Ostrzeżenie dla okupantów. "Ukraińska ziemia spłonie pod ich stopami"
Jak informuje Kyiv Post, powołując się na źródła w ukraińskim wywiadzie, rosyjskie próby przeprowadzenia fikcyjnych wyborów na okupowanych obszarach Ukrainy utrudniały protesty, drony-kamikadze i "likwidacja" współpracowników.
Rosyjskie władze zdecydowały się na przeprowadzenie w dniach 7-10 września "wyborów" na okupowanych terytoriach Ukrainy - głosowania odbywały się w części obwodów donieckiego, ługańskiego, zaporoskiego i chersońskiego, a także na Krymie. Według brytyjskiego wywiadu rosyjska partia rządząca, Jedna Rosja, ma w nich uzyskać zdecydowaną większość, a sondaże Kremla przewidują wynik na poziomie co najmniej 80 proc. Głównie dlatego, że na listach nie ma oczywiście żadnych lokalnych działaczy czy innych "prawdziwych" kandydatów i dwie trzecie z nich to obywatele Federacji Rosyjskiej przywiezieni z innych terytoriów lub bezpośrednio z samej Rosji.
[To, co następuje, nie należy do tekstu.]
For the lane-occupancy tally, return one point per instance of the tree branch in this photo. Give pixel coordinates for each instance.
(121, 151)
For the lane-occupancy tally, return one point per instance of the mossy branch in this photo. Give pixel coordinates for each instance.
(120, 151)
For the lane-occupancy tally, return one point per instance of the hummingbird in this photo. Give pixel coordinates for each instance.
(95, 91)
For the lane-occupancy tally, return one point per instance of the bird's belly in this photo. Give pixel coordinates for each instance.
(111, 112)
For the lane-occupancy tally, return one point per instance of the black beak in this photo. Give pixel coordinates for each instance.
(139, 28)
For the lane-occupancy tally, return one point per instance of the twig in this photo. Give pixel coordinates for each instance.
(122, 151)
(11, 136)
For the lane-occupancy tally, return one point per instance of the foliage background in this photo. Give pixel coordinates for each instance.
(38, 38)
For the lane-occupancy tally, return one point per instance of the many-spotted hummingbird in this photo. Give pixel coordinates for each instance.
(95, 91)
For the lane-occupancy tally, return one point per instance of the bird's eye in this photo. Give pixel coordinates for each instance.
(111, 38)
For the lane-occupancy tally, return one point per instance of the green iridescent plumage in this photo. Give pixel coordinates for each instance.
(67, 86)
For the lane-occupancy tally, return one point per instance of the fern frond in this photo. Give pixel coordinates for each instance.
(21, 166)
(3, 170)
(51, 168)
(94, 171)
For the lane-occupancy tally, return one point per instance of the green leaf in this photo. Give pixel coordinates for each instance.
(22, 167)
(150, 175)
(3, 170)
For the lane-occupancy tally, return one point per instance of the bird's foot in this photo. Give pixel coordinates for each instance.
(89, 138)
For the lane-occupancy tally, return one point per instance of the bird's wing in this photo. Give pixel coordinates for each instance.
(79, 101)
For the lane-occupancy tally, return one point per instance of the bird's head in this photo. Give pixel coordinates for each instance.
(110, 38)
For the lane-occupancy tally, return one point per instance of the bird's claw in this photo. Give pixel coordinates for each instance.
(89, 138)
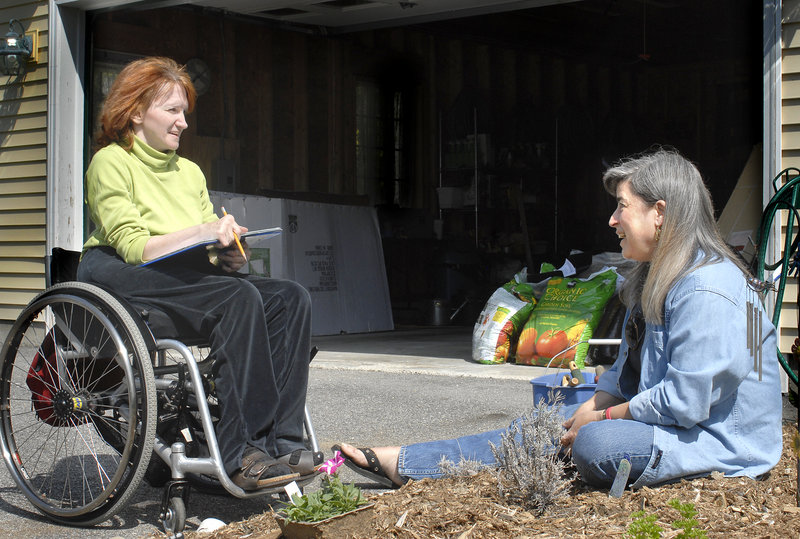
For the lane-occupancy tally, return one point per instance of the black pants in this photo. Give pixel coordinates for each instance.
(259, 330)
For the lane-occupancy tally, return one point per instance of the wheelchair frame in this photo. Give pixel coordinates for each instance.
(83, 381)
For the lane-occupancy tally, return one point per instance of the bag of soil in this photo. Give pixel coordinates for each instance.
(500, 322)
(564, 319)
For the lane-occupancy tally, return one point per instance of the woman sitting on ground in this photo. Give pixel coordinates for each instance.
(683, 398)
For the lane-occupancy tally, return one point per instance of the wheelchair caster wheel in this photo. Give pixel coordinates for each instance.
(174, 519)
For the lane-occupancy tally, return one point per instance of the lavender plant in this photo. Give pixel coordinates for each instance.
(530, 471)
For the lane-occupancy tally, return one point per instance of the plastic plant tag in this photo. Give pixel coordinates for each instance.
(292, 490)
(621, 479)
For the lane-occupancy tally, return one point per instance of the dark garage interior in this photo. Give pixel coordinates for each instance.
(480, 140)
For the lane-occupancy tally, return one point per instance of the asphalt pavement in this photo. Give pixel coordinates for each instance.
(372, 389)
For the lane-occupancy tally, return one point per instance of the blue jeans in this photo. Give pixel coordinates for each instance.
(596, 453)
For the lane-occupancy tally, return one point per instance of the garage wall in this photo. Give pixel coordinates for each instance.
(23, 124)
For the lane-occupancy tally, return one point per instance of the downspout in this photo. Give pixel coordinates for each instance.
(771, 160)
(65, 133)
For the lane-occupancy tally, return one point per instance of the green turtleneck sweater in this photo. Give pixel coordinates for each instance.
(142, 193)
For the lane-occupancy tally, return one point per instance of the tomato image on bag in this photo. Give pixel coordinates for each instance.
(564, 319)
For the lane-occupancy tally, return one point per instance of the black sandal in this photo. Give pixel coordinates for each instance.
(302, 461)
(259, 470)
(373, 471)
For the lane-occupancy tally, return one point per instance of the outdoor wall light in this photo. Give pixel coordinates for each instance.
(15, 50)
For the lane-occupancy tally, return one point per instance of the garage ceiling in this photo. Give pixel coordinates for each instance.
(350, 15)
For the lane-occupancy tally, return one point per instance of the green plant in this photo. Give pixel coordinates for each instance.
(687, 522)
(530, 471)
(334, 498)
(644, 526)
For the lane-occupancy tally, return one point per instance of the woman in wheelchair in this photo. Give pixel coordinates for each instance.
(687, 394)
(146, 201)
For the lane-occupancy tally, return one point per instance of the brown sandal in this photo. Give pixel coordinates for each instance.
(259, 470)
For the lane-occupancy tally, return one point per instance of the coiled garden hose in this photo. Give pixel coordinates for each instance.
(787, 197)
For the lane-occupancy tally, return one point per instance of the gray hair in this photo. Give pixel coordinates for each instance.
(689, 234)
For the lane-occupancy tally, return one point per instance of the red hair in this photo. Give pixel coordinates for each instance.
(137, 86)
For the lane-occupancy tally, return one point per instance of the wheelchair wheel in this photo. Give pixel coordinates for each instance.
(77, 404)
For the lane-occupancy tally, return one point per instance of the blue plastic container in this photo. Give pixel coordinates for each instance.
(572, 395)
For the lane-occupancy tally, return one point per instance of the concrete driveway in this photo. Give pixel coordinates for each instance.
(369, 389)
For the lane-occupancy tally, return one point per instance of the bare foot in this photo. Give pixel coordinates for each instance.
(387, 457)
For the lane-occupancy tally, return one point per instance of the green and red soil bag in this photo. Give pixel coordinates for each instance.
(500, 323)
(564, 319)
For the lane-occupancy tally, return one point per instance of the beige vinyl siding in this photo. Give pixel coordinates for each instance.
(23, 159)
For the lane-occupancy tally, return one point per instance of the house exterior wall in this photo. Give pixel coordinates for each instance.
(789, 145)
(23, 163)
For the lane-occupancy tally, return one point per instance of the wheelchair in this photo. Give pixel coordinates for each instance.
(97, 394)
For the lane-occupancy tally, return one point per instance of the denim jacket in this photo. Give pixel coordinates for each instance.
(699, 386)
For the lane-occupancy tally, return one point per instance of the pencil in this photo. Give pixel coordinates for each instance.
(236, 237)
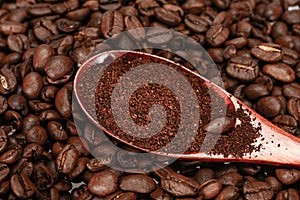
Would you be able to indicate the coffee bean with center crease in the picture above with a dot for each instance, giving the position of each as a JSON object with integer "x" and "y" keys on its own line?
{"x": 66, "y": 159}
{"x": 22, "y": 186}
{"x": 103, "y": 183}
{"x": 112, "y": 23}
{"x": 258, "y": 190}
{"x": 268, "y": 52}
{"x": 59, "y": 69}
{"x": 196, "y": 23}
{"x": 242, "y": 68}
{"x": 217, "y": 35}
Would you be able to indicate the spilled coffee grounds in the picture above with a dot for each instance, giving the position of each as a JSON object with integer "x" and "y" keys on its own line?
{"x": 235, "y": 139}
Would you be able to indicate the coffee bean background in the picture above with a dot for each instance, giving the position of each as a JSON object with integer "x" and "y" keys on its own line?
{"x": 255, "y": 43}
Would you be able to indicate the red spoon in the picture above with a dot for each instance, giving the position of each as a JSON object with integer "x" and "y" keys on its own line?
{"x": 287, "y": 153}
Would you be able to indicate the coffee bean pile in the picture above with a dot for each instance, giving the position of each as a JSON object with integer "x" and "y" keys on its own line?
{"x": 255, "y": 43}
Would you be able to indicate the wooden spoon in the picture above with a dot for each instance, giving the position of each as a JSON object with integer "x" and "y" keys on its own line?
{"x": 287, "y": 153}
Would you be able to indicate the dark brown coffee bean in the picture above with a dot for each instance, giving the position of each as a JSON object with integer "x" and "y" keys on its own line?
{"x": 256, "y": 91}
{"x": 286, "y": 122}
{"x": 132, "y": 23}
{"x": 3, "y": 140}
{"x": 286, "y": 176}
{"x": 288, "y": 194}
{"x": 272, "y": 11}
{"x": 37, "y": 134}
{"x": 103, "y": 183}
{"x": 290, "y": 90}
{"x": 280, "y": 71}
{"x": 231, "y": 178}
{"x": 112, "y": 23}
{"x": 204, "y": 175}
{"x": 63, "y": 101}
{"x": 217, "y": 35}
{"x": 210, "y": 189}
{"x": 4, "y": 171}
{"x": 56, "y": 131}
{"x": 8, "y": 80}
{"x": 291, "y": 16}
{"x": 228, "y": 192}
{"x": 269, "y": 106}
{"x": 11, "y": 155}
{"x": 3, "y": 104}
{"x": 219, "y": 125}
{"x": 42, "y": 53}
{"x": 22, "y": 186}
{"x": 177, "y": 184}
{"x": 275, "y": 184}
{"x": 32, "y": 85}
{"x": 19, "y": 103}
{"x": 66, "y": 159}
{"x": 18, "y": 42}
{"x": 32, "y": 151}
{"x": 67, "y": 26}
{"x": 244, "y": 69}
{"x": 198, "y": 24}
{"x": 159, "y": 36}
{"x": 257, "y": 190}
{"x": 139, "y": 183}
{"x": 13, "y": 27}
{"x": 79, "y": 167}
{"x": 168, "y": 15}
{"x": 59, "y": 69}
{"x": 268, "y": 52}
{"x": 147, "y": 7}
{"x": 293, "y": 107}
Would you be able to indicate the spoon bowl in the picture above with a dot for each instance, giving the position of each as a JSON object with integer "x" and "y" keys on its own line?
{"x": 276, "y": 146}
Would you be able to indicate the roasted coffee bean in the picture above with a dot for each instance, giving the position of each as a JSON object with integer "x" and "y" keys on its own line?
{"x": 56, "y": 131}
{"x": 103, "y": 183}
{"x": 244, "y": 69}
{"x": 32, "y": 85}
{"x": 268, "y": 52}
{"x": 286, "y": 122}
{"x": 291, "y": 16}
{"x": 159, "y": 36}
{"x": 204, "y": 175}
{"x": 59, "y": 69}
{"x": 139, "y": 183}
{"x": 216, "y": 35}
{"x": 269, "y": 106}
{"x": 287, "y": 177}
{"x": 168, "y": 14}
{"x": 257, "y": 190}
{"x": 22, "y": 186}
{"x": 256, "y": 91}
{"x": 37, "y": 134}
{"x": 18, "y": 103}
{"x": 275, "y": 184}
{"x": 134, "y": 27}
{"x": 280, "y": 71}
{"x": 8, "y": 80}
{"x": 228, "y": 192}
{"x": 63, "y": 101}
{"x": 288, "y": 194}
{"x": 112, "y": 23}
{"x": 293, "y": 107}
{"x": 219, "y": 125}
{"x": 66, "y": 25}
{"x": 4, "y": 171}
{"x": 290, "y": 90}
{"x": 66, "y": 159}
{"x": 210, "y": 189}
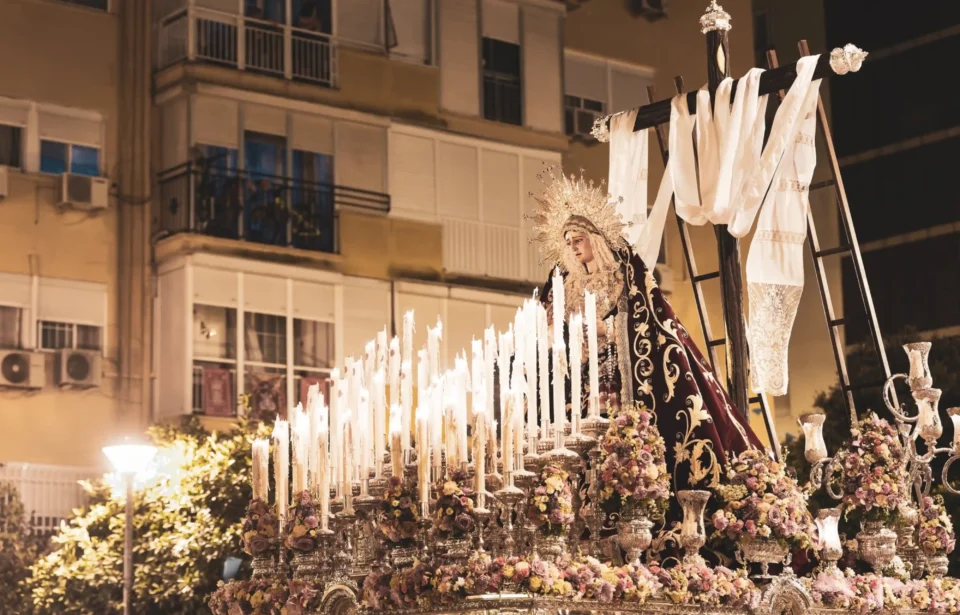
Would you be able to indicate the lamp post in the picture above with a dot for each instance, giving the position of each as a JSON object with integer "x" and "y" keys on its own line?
{"x": 129, "y": 460}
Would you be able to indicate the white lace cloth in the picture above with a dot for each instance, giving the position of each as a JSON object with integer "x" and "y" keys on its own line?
{"x": 728, "y": 181}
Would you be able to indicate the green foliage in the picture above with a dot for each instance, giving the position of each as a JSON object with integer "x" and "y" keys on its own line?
{"x": 187, "y": 521}
{"x": 19, "y": 549}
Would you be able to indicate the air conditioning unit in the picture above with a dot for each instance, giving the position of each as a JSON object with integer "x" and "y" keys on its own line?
{"x": 84, "y": 192}
{"x": 79, "y": 368}
{"x": 21, "y": 369}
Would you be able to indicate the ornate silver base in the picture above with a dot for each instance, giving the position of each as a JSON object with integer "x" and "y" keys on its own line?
{"x": 877, "y": 545}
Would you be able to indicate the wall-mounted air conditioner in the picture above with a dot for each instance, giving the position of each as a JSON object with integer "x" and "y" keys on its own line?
{"x": 84, "y": 192}
{"x": 21, "y": 369}
{"x": 78, "y": 368}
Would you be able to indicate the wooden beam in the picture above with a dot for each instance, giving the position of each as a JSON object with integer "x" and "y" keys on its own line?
{"x": 771, "y": 81}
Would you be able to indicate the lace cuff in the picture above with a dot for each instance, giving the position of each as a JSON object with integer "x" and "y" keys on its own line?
{"x": 773, "y": 309}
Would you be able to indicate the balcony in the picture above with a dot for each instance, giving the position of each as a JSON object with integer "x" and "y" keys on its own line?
{"x": 244, "y": 43}
{"x": 264, "y": 209}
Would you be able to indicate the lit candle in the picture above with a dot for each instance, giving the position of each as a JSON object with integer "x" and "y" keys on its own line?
{"x": 336, "y": 402}
{"x": 323, "y": 468}
{"x": 559, "y": 307}
{"x": 379, "y": 421}
{"x": 559, "y": 398}
{"x": 576, "y": 352}
{"x": 261, "y": 469}
{"x": 423, "y": 448}
{"x": 543, "y": 361}
{"x": 590, "y": 314}
{"x": 281, "y": 467}
{"x": 396, "y": 454}
{"x": 530, "y": 369}
{"x": 393, "y": 370}
{"x": 480, "y": 445}
{"x": 406, "y": 404}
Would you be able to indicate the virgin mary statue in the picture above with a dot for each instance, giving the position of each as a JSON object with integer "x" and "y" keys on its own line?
{"x": 648, "y": 357}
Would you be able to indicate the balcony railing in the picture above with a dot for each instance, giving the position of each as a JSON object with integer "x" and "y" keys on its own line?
{"x": 266, "y": 209}
{"x": 245, "y": 43}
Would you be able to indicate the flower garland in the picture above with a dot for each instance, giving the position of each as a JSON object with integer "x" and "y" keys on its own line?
{"x": 454, "y": 509}
{"x": 936, "y": 534}
{"x": 303, "y": 524}
{"x": 633, "y": 464}
{"x": 398, "y": 522}
{"x": 551, "y": 507}
{"x": 874, "y": 479}
{"x": 762, "y": 501}
{"x": 260, "y": 527}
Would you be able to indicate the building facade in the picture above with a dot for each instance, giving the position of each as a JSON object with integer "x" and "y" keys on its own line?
{"x": 210, "y": 203}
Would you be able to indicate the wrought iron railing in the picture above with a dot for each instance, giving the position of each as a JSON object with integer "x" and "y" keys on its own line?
{"x": 266, "y": 209}
{"x": 245, "y": 43}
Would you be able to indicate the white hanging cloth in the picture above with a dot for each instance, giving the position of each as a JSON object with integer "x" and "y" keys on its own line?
{"x": 627, "y": 176}
{"x": 775, "y": 261}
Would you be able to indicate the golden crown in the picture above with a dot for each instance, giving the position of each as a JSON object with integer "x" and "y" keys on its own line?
{"x": 564, "y": 198}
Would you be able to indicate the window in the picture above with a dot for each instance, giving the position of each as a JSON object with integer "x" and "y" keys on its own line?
{"x": 10, "y": 145}
{"x": 56, "y": 335}
{"x": 502, "y": 98}
{"x": 57, "y": 157}
{"x": 579, "y": 114}
{"x": 10, "y": 326}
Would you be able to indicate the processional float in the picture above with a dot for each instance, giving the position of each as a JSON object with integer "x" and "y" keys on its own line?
{"x": 454, "y": 513}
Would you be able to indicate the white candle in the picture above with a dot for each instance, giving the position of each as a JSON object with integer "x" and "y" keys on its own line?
{"x": 336, "y": 402}
{"x": 323, "y": 468}
{"x": 261, "y": 469}
{"x": 393, "y": 371}
{"x": 396, "y": 454}
{"x": 590, "y": 315}
{"x": 423, "y": 447}
{"x": 379, "y": 421}
{"x": 406, "y": 404}
{"x": 559, "y": 307}
{"x": 543, "y": 360}
{"x": 530, "y": 367}
{"x": 408, "y": 329}
{"x": 559, "y": 411}
{"x": 479, "y": 446}
{"x": 281, "y": 467}
{"x": 576, "y": 354}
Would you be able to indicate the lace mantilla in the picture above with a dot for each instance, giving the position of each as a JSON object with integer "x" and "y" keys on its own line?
{"x": 773, "y": 309}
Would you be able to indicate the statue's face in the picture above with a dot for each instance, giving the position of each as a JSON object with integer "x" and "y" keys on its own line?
{"x": 579, "y": 245}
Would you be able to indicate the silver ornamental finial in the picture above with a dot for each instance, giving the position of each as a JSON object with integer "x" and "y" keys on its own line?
{"x": 847, "y": 60}
{"x": 715, "y": 18}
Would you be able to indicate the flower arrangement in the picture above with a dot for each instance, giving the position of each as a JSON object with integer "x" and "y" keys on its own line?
{"x": 936, "y": 534}
{"x": 761, "y": 500}
{"x": 694, "y": 583}
{"x": 874, "y": 479}
{"x": 260, "y": 527}
{"x": 303, "y": 525}
{"x": 454, "y": 509}
{"x": 398, "y": 523}
{"x": 551, "y": 507}
{"x": 249, "y": 597}
{"x": 633, "y": 465}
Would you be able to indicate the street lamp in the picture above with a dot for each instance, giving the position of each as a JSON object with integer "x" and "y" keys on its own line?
{"x": 129, "y": 460}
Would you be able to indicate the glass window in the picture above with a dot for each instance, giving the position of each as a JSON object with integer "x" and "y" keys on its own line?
{"x": 10, "y": 137}
{"x": 10, "y": 326}
{"x": 502, "y": 96}
{"x": 214, "y": 332}
{"x": 313, "y": 343}
{"x": 265, "y": 338}
{"x": 84, "y": 160}
{"x": 54, "y": 156}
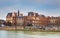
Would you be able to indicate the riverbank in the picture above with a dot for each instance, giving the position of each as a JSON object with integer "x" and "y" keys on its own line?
{"x": 21, "y": 28}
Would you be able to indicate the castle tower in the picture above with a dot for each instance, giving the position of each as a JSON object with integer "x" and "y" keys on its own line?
{"x": 18, "y": 12}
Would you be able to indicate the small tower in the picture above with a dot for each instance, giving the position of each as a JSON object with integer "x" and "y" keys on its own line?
{"x": 18, "y": 12}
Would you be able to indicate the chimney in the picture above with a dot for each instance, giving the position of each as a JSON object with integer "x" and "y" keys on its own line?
{"x": 18, "y": 12}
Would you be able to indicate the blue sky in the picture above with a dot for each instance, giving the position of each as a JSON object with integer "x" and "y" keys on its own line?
{"x": 46, "y": 7}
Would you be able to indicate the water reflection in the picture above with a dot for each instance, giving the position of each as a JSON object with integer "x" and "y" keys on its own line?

Ukraińcy zagłosowali dronami. Wysadzili lokal wyborczy
Ukraińcy nie mieli jednak zamiaru biernie się temu przyglądać i podjęli wiele prób zakłócenia głosowania, a jedną z najbardziej spektakularnych przeprowadziła Służby Bezpieczeństwa Ukrainy (SBU) w Zaporożu. Jak wyjaśniają jej przedstawiciele, na miejscu "zagłosowały" należące do niej drony... wysadzając lokal wyborczy w powietrze. Według kijowskich urzędników mieszkańcy terytoriów okupowanych również wykazywali znaczny opór wobec tych pseudowyborów. Jak powiedział rzecznik Narodowego Centrum Oporu (NRC) w rozmowie z Kyiv Post, chociaż pewien odsetek ludzi czekał na ten tzw. rosyjski pokój, to większość Ukraińców stawia opór i pomaga siłom zbrojnym.
Wybory zakończyły się tu przedwcześnie. Po eksplozjach okupanci się zdenerwowali - otoczyli pobliskie ulice, zaczęli sprawdzać ludzi i wystrzelili w powietrze swoje drony. To kolejne ostrzeżenie dla okupantów i kolaborantów, że ukraińska ziemia dosłownie spłonie pod ich stopami
Uratujemy was. Nie bratajcie się z okupantem
Ukraiński wywiad sięgnął też po stary sprawdzony sposób, czyli rozwieszanie ulotek wzywających mieszkańców do ignorowania wyborów (a w sytuacji, kiedy zostaną do tego zmuszeni, "unieważniania" kart do głosowania przez zaznaczanie wielu okienek) oraz zachęcających do zgłaszania osób w nie zaangażowanych, czytaj: kolaborantów.
W kampanii ulotkowej brały też udział siły zbrojne, które zrzucały kartki z informacjami za pomocą dronów. I wygląda na to, że wszystkie te akcje przyniosły skutek, bo mieszkańcy nie tylko odmawiali udziału w wyborach, ale i głośno protestowali.
Jak wyjaśnia ukraiński wywiad na przykładzie regionu zaporoskiego, zaledwie jeden procent "lub nawet mniej" 300-tysięcznej populacji zdecydował się pomóc Rosjanom w organizacji "wyborów", a mowa o ok. 3 tysiącach osób. Co więcej, udało się ustalić nazwiska dużej grupy kolaborantów i zdrajców, a także okupantów-organizatorów, których czeka tylko jeden los - kara śmierci.
Uratujemy was i ochronimy! Nie bierzcie udziału w farsie "wyborczej". Nie bawcie się razem z najeźdźcami! Dziś jesteśmy w Tokmaku, jutro będziemy w Berdiańsku!